Eco toilets = flush twice

I attended the Royal Geographical Society annual meeting in Edinburgh where I presented a paper on ‘Zero Carbon Housing in England and the Emergence of Meso-Scale Energy Provision’. I stayed in one of the dormitories at the University of Edinburgh and the toilet in my room included the following sticker: ‘This is an eco fill toilet, please flush a second time if required.’

The Reemergence of Microhydro in the UK

The 3 June 2012 issue of the Observer Magazine includes a new article by Catherine Deveney on the reemergence of microhydro in the UK. The article profiles landowners who have restarted ageing mill infrastructure or who have created new hydroelectric systems to harness water energy on their properties. The author also speculates on larger systems that could be run by communities. There are some interesting tensions on reaping the benefits of this renewable energy source versus the potential impacts on wildlife who use the waterways.

Monkeys in New Delhi

Gardiner Harris of The New York Times recently published a fascinating article about the increasing problem of monkeys in New Delhi. Packs of aggressive primates are harassing human residents while efforts to control the expanding populations are confounded by Hindi religious customs, individual behaviour (feeding the monkeys), lack of financing, and arguments over governmental responsibility.

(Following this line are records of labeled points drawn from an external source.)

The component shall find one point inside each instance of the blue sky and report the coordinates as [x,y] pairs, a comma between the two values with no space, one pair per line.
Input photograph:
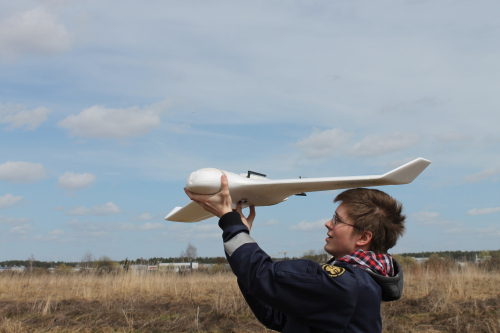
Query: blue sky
[107,107]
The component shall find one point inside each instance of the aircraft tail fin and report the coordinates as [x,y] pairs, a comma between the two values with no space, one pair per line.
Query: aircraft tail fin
[406,173]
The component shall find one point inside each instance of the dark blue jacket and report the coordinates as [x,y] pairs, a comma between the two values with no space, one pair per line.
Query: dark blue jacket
[301,295]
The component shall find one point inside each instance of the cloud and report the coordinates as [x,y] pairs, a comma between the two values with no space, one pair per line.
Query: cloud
[75,181]
[9,200]
[384,144]
[22,229]
[151,226]
[13,220]
[323,143]
[451,137]
[271,222]
[483,211]
[416,105]
[429,218]
[18,116]
[309,226]
[105,123]
[143,217]
[482,175]
[50,236]
[32,32]
[22,172]
[100,210]
[193,231]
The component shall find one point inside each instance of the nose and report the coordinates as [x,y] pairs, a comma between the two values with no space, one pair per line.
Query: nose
[329,224]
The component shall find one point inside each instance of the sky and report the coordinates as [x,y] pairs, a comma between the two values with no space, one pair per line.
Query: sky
[107,107]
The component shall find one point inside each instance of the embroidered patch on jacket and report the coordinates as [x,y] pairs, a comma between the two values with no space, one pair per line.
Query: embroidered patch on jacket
[333,271]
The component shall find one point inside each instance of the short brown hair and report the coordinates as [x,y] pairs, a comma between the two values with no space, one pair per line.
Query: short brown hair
[376,211]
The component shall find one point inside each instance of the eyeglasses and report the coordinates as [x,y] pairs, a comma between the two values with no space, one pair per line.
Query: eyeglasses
[336,221]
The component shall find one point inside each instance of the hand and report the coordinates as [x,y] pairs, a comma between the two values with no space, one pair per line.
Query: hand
[218,204]
[248,221]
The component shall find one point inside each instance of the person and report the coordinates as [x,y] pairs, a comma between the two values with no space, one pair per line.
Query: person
[343,295]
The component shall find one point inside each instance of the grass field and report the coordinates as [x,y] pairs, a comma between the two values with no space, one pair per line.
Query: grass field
[440,300]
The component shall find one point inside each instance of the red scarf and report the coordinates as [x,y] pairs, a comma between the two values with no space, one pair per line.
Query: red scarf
[377,263]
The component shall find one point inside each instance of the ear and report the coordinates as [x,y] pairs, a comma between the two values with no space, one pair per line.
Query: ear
[364,239]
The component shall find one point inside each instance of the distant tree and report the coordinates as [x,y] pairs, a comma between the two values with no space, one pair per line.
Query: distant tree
[31,259]
[484,255]
[191,252]
[106,264]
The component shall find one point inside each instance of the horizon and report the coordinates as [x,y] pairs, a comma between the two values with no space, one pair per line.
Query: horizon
[104,114]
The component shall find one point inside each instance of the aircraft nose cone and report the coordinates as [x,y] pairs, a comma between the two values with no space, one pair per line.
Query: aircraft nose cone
[204,181]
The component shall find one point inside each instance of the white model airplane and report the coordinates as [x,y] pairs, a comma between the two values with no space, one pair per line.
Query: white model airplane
[254,189]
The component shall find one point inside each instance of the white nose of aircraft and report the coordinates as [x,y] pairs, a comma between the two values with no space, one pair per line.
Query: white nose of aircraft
[204,181]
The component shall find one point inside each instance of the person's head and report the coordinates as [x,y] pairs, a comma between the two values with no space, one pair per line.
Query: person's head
[366,219]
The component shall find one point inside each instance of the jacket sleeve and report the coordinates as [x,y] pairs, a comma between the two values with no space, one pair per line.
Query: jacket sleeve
[297,288]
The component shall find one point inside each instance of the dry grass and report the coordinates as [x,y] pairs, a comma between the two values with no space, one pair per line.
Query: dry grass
[433,301]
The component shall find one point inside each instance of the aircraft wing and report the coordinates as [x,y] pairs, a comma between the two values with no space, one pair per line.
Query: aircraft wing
[403,175]
[266,192]
[192,212]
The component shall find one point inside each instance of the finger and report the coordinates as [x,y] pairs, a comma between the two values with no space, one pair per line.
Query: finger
[194,196]
[251,216]
[252,212]
[224,184]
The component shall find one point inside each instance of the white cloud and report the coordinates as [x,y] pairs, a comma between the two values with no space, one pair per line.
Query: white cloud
[384,144]
[309,226]
[32,32]
[151,226]
[451,137]
[416,105]
[482,175]
[323,143]
[108,209]
[18,116]
[483,211]
[50,236]
[429,218]
[22,229]
[13,220]
[193,231]
[100,122]
[271,222]
[144,217]
[22,172]
[9,200]
[75,181]
[56,232]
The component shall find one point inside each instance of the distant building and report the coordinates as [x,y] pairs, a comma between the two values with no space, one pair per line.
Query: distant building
[178,266]
[420,260]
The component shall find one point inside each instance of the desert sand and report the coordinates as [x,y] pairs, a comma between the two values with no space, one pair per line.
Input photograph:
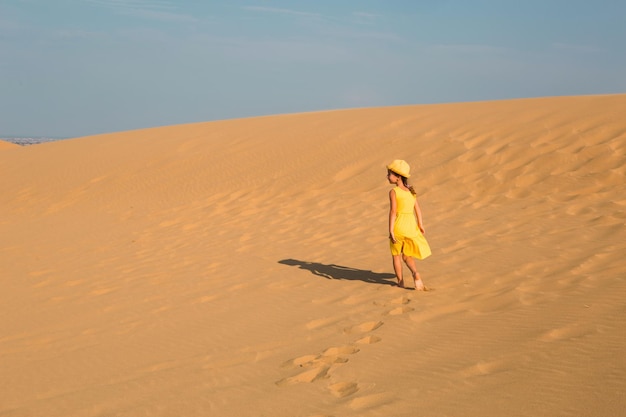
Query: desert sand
[6,145]
[241,267]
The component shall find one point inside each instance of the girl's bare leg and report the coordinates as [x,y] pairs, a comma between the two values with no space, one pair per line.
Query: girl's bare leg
[419,285]
[397,268]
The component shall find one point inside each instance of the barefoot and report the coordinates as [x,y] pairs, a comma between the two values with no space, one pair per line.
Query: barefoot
[419,285]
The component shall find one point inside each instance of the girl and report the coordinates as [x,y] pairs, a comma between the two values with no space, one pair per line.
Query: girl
[406,231]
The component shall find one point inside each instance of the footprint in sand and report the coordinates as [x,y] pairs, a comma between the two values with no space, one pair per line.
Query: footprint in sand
[343,389]
[307,376]
[400,310]
[318,365]
[364,327]
[368,340]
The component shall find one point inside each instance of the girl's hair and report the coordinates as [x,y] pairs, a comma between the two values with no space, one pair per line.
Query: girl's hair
[407,185]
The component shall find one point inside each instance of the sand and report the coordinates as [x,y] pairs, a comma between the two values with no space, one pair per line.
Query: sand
[6,145]
[241,267]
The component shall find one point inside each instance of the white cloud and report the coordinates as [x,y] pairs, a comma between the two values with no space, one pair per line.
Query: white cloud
[146,9]
[280,11]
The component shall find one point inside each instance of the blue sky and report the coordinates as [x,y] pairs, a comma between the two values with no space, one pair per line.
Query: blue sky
[71,68]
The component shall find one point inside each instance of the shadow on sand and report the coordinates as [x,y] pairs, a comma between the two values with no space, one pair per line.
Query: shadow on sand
[342,272]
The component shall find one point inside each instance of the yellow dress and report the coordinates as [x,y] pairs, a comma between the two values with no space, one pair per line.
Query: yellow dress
[409,239]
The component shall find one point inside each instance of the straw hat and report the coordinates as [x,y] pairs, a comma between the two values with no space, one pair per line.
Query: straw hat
[400,167]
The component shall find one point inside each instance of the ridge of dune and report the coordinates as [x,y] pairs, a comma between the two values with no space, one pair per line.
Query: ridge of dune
[7,145]
[241,267]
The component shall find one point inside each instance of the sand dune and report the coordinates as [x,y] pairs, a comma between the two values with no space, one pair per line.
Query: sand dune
[7,145]
[241,267]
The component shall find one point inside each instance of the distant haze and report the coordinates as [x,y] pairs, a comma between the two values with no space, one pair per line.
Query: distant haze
[72,68]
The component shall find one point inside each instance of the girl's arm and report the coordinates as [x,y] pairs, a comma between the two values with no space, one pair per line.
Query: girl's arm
[418,215]
[392,214]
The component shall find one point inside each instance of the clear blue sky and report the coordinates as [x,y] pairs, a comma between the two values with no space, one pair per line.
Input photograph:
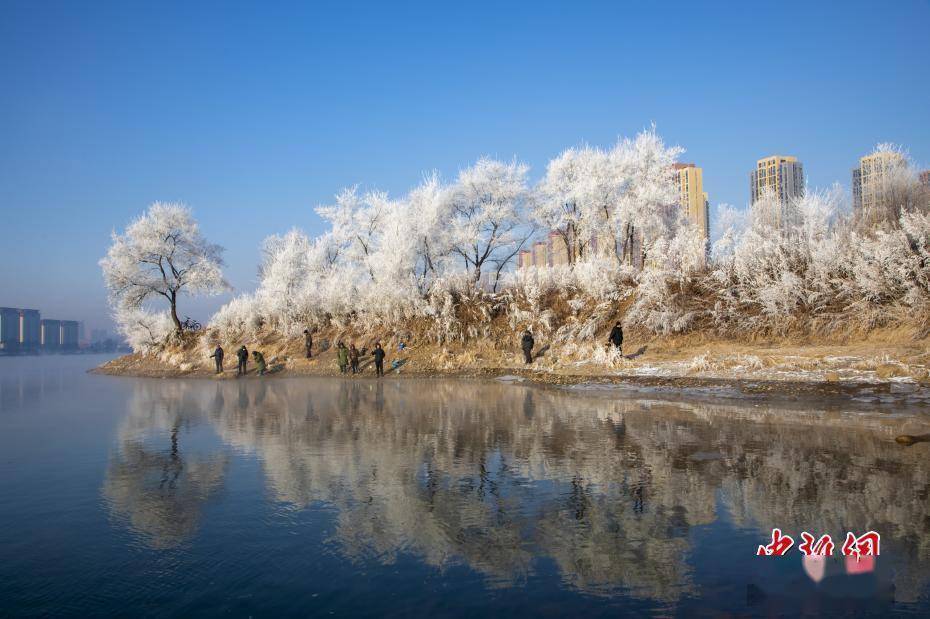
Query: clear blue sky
[254,113]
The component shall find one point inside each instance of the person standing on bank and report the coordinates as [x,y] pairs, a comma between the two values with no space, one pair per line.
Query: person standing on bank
[378,354]
[343,356]
[217,357]
[527,343]
[616,337]
[243,356]
[259,362]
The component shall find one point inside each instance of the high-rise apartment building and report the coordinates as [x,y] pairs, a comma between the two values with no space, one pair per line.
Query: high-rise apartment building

Ernest Callenbach Dies at 83

The author Ernest Callenbach has passed away at the age of 83. He was well-known in environmental circles for his 1975 novel Ecotopia in which the Northwest US seceded from the rest of the country to form its own ecologically conscious nation. While some elements of the novel are a bit dated today, he contemplated many ideas about bioregional habitation that inspired thousands of writers, activists, and residents to reconsider and reconfigure their lives to create more improved futures.

AAG 2012 – ‘The University and the City’

I recently attended the annual meeting of the Association of American Geographers (AAG) in New York City where I convened three paper sessions on ‘The University and the City’ with my colleagues Bas van Heur (Free University Brussels) and James Evans (University of Manchester). The sessions were sponsored by the Applied Geography Specialty Group and the Urban Geography Specialty Group and included fifteen papers on a variety of ideas about the spatial, political, and social aspects of institutions of higher education as they relate to their urban surroundings. Presentations included:

Tom Becker (University of Luxembourg)
‘Building a campus from scratch: the urban and regional dimension of the ‘Cité des Sciences’ in Esch-Belval/ Sanem, Luxembourg’

Jan Fischer (Oxford Brookes University)
‘Housing, Parking, and Marketing: Conflict over City Space in Oxford’

Heike Joens (Loughborough University) and Mike Heffernan (University of Nottingham)
‘After Redbrick: Debating the Location of British Universities in the 1960s’

Darren P Smith (Loughborough University)
‘The changing studentscapes of university towns’

Brian Ackerman (Federal University of Rio de Janeiro)
‘Bridges to Favelas: How campus planners are trying to integrate the campus of the Federal University of Rio de Janeiro with its surrounding neighborhoods’

Caroline Newton (Sint-Lucas School of Architecture)
‘UniverCity: Spatial interventions for democratizing urban space’

Jennifer Karlin (University of Chicago)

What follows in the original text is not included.